Toyota a été surpris par l'ampleur de la crise. Pour la première fois de son histoire, la firme, devenue le premier constructeur mondial, enregistrera en 2008/2009, une perte d'exploitation. Comme toutes les entités du groupe, la filiale française serre les boulons. L'année 2009 sera meilleure en matière de produits que 2008, notamment grâce à la petite iQ, le Verso et la Prius III. Michel Gardel, directeur général de Toyota France, s'est fixé comme objectif très raisonnable de porter à 4,7 % la pénétration de la marque (contre 4,5 % en 2008).

 

L'argus. Chez Toyota France, quelles recettes appliquez-vous pour passer la crise sans trop de dommages ?

Michel Gardel. La première des règles, c'est de rester proche du réseau. Dans les priorités présentées à nos concessionnaires, figure celle de veiller à ce que leurs affaires restent pérennes. C'est pourquoi nous surveillons les floor plans (plans de financements) afin d'éviter l'assèchement des liquidités à un moment où les banques ne prêtent pas beaucoup. Nous devons travailler sur les structures et sur les coûts, au risque de différer certains programmes d'investissements prévus. Mais il ne faut pas toucher au capital humain, et s'engager sur l'emploi durablement. En agissant de la sorte, on préserve les compétences. Toyota est une société « apprenante ». C'est toujours un échec de constater qu'un collaborateur ne continue pas avec la marque. Et c'est très coûteux.

 

 Malgré ces efforts, prévoyez-vous des défaillances dans le réseau ?

Actuellement non. Nous avons une bonne maîtrise et une bonne gestion du risque et nous ne sommes pas exposés à une situation de dépôt de bilan dans les semaines ou les mois à venir.

 

 Avez-vous beaucoup de concessionnaires dans le rouge ?

Les faibles sont devenus plus faibles. Des concessionnaires font plus de 4 % de rentabilité, mais ceux qui étaient à moins de 1 % l'année dernière sont maintenant dans le rouge. Les affaires qui étaient en difficulté ont vu leur situation s'aggraver. Nous avions déjà dans l'idée de remplacer ces gens-là, la crise ne fait que rapprocher l'échéance. Une trentaine de concessionnaires ne sont pas aux normes de rentabilité, de satisfaction des clients, de volume et de part de marché.
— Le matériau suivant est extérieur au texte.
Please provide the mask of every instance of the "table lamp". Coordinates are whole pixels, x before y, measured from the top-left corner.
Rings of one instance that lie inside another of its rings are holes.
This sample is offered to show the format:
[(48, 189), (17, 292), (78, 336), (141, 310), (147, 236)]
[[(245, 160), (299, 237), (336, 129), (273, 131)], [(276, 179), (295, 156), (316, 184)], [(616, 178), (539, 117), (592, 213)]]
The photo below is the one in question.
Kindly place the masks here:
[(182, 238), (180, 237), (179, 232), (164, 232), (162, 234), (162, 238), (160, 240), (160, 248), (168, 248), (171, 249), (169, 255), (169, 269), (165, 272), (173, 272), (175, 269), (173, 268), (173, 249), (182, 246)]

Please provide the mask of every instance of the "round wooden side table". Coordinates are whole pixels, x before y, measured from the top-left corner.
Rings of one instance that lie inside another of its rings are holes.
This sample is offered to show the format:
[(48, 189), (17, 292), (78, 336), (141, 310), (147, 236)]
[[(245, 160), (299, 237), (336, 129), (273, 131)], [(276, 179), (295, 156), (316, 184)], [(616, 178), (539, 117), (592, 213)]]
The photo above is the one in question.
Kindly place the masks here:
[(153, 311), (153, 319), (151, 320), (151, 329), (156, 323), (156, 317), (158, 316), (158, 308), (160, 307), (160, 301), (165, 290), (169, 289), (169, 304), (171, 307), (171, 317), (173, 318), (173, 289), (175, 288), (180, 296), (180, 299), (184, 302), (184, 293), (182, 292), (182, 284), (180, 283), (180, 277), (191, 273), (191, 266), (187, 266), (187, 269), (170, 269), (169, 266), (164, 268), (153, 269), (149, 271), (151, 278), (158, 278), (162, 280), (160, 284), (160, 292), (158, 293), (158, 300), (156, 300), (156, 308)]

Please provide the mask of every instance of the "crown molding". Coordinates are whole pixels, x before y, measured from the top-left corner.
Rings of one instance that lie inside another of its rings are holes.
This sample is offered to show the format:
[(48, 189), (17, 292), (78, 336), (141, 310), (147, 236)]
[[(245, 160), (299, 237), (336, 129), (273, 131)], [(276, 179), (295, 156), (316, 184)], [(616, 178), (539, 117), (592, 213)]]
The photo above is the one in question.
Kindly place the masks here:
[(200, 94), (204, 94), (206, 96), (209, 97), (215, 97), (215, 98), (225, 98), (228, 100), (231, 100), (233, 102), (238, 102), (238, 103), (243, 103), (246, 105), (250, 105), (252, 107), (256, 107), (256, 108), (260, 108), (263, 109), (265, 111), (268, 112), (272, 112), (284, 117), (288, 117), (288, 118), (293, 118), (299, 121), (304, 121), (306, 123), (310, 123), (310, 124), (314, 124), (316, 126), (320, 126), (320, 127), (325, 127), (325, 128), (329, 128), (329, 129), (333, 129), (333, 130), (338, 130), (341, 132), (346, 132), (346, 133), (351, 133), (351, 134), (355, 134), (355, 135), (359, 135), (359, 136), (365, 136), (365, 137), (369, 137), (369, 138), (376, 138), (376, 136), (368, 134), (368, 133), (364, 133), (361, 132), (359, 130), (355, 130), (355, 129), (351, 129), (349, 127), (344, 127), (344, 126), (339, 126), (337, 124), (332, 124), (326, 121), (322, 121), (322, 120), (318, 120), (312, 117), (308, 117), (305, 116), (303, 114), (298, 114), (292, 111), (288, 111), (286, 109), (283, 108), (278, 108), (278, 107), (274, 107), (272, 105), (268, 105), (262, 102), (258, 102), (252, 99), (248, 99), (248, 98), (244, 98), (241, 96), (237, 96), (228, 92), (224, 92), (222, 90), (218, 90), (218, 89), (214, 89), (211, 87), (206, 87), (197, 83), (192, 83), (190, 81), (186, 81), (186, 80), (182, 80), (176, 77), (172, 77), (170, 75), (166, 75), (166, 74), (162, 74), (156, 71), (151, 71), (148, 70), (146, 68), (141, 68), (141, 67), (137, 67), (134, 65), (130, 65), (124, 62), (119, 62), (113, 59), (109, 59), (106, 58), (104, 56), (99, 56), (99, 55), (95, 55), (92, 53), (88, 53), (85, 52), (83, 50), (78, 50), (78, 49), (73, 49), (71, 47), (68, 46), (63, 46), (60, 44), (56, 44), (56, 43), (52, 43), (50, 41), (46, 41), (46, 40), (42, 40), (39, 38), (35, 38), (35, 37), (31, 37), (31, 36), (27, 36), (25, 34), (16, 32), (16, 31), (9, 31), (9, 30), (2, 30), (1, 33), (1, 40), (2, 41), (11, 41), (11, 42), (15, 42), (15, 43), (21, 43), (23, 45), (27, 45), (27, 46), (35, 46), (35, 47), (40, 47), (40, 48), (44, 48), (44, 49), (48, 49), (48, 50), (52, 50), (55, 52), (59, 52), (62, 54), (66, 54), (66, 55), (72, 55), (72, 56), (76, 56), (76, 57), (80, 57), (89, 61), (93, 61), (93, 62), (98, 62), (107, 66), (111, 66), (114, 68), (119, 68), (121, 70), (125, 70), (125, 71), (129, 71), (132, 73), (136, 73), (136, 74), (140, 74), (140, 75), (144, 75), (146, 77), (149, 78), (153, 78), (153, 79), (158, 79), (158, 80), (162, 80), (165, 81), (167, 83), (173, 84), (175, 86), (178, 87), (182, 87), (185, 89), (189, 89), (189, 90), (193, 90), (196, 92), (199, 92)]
Mais la crise n'a pas révélé de nouveaux cas.

 

 

Assistera-t-on à un mouvement de concentration dans le réseau ?

Il y aura forcément des cessions pour éviter des dépôts de bilan. Nous devrions rester aux environs de 105 CDA (territoires) mais nous pourrions descendre à 80 investisseurs (contre 101 actuellement), ce qui paraît la norme logique. Parallèlement, à cause de la crise, nous allons freiner un peu le développement du maillage du réseau, qui passera de 299 à 309 points de capillarité (dont 274 locaux affectés aux ventes) en augmentant les relais services et les satellites.

 

 Les concessionnaires Lexus viennent d'ouvrir de nouveaux showrooms. Or ils voient les ventes de la marque baisser de 10 %. Ne sont-ils pas fragilisés ?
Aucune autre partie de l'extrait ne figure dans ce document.